Kobe Bryant, blunt as ever, is ready to move on.
The Los Angeles Lakers will not participate in the postseason for just the third time in three decades, Bryant logged only six games in an utterly lost season and on most nights, the roster featured names you'd expect to see on a middle-of-the-pack D-League team.
So, if Bryant wants to send all thoughts of the 2013-14 campaign swirling into the figurative porcelain abyss, it's hard to blame him—even if a thorough scrubbing at a water treatment plant still might not be enough to wash the stink off such a foul-smelling season.
Nobody who saw a shred of this past Lakers season could argue with the Mamba on his first point.
It's the second half of Bryant's tweet that should meet with some skepticism.
Epic, Kobe? Really?
Credit No. 24 for his optimism, but also remember this Lakers team is a long way from competing at any serious level. Whatever '"epic" connotes, it's probably a few steps above the mediocrity toward which L.A. is likely headed.
Bryant's health remains uncertain, hardly a surprise for a guy who'll turn 36 before next season starts. His contract stands as the largest hindrance to a complete rebuild in Los Angeles, but the Lakers do have some money to spend nonetheless.
Only Bryant, Steve Nash and Robert Sacre are guaranteed to collect checks from the Lakers next year, which means general manager Mitch Kupchak could have more than $20 million of cap room to play with.
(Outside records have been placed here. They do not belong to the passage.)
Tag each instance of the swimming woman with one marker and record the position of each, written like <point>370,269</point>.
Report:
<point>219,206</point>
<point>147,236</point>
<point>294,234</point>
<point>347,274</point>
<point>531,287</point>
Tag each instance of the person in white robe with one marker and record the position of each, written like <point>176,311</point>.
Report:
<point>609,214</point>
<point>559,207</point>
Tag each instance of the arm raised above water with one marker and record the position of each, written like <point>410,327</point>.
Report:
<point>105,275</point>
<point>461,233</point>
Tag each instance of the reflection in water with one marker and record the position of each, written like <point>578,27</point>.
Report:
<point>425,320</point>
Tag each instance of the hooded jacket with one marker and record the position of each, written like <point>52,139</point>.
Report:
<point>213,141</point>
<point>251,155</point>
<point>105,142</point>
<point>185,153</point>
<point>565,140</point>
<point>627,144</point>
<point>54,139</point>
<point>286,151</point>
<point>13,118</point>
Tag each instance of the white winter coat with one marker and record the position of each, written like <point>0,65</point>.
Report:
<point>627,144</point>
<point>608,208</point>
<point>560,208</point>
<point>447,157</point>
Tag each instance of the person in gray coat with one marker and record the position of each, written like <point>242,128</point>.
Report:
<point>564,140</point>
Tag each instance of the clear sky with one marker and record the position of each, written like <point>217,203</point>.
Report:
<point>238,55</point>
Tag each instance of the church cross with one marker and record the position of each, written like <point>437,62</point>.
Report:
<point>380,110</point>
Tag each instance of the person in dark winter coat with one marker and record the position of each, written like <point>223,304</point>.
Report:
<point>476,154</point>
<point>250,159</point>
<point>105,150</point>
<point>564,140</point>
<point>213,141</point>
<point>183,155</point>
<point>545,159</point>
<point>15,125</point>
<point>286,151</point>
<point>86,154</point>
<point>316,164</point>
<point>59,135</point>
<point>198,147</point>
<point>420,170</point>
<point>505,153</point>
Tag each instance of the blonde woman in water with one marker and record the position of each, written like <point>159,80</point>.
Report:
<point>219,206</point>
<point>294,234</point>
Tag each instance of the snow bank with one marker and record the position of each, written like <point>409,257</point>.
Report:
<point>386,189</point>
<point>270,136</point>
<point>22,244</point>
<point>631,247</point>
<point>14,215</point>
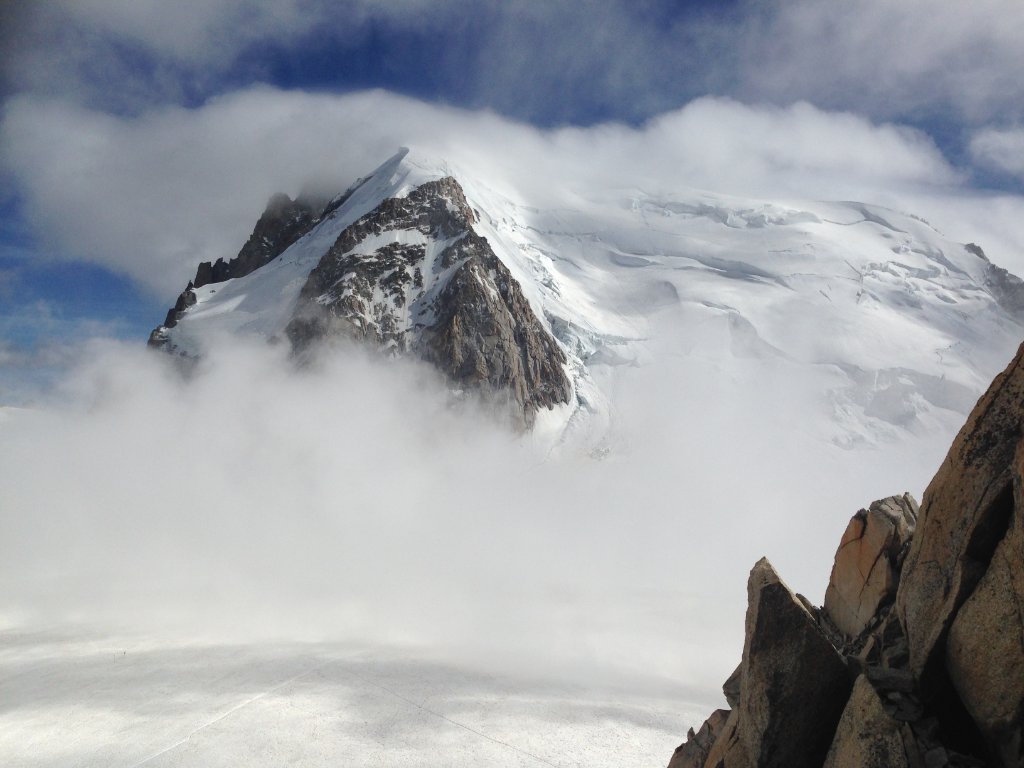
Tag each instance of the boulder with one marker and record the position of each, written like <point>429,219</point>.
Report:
<point>693,752</point>
<point>985,648</point>
<point>867,562</point>
<point>795,683</point>
<point>964,516</point>
<point>867,736</point>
Maybe the Lakers will become players in the free-agency sweepstakes, targeting big names who could exercise early termination options like Chris Bosh and Carmelo Anthony. They'll certainly place a phone call to LeBron James if he opts out as well.
They'll also have a lottery pick joining the fold and will fill out the roster with short-term vets to bridge the gap between this season and the real free-agent frenzy in 2015.
Next season should be better (how could it be any worse?), but with the competition in the West, coaching uncertainty aplenty and the difficulty of acquiring transformative talent, "epic" seems out of the question.
Especially since Bryant's prediction of an "epic" season depends on the Lakers decision-makers doing their jobs competently. And as ESPN's Ramona Shelburne points out, the front office's best efforts to emulate the late Jerry Buss haven't gone so well—and might not get any better:
In many ways, his presence still guides Lakers decision-making, as if everyone at some point asks, "What would Jerry do?"
That should be a comforting thought. It certainly seems like a great compass. Yet sometimes genius loses something when you try to replicate it.
The Lakers need to forge a new identity and embrace the reality that they're not some exceptional franchise that can rely on its history to attract talent. Next season is about building a foundation—not chasing greatness.
Of course, Bryant will never see things that way. It's not how he's wired. And besides, we wouldn't want to hear any defeatist realism from him anyway.
Bryant's enthusiasm can be an asset if it motivates executives and teammates, but his impatience can be dangerous. Balancing those two qualities will go a long way toward ensuring the 2014-15 season doesn't stink as much as this one.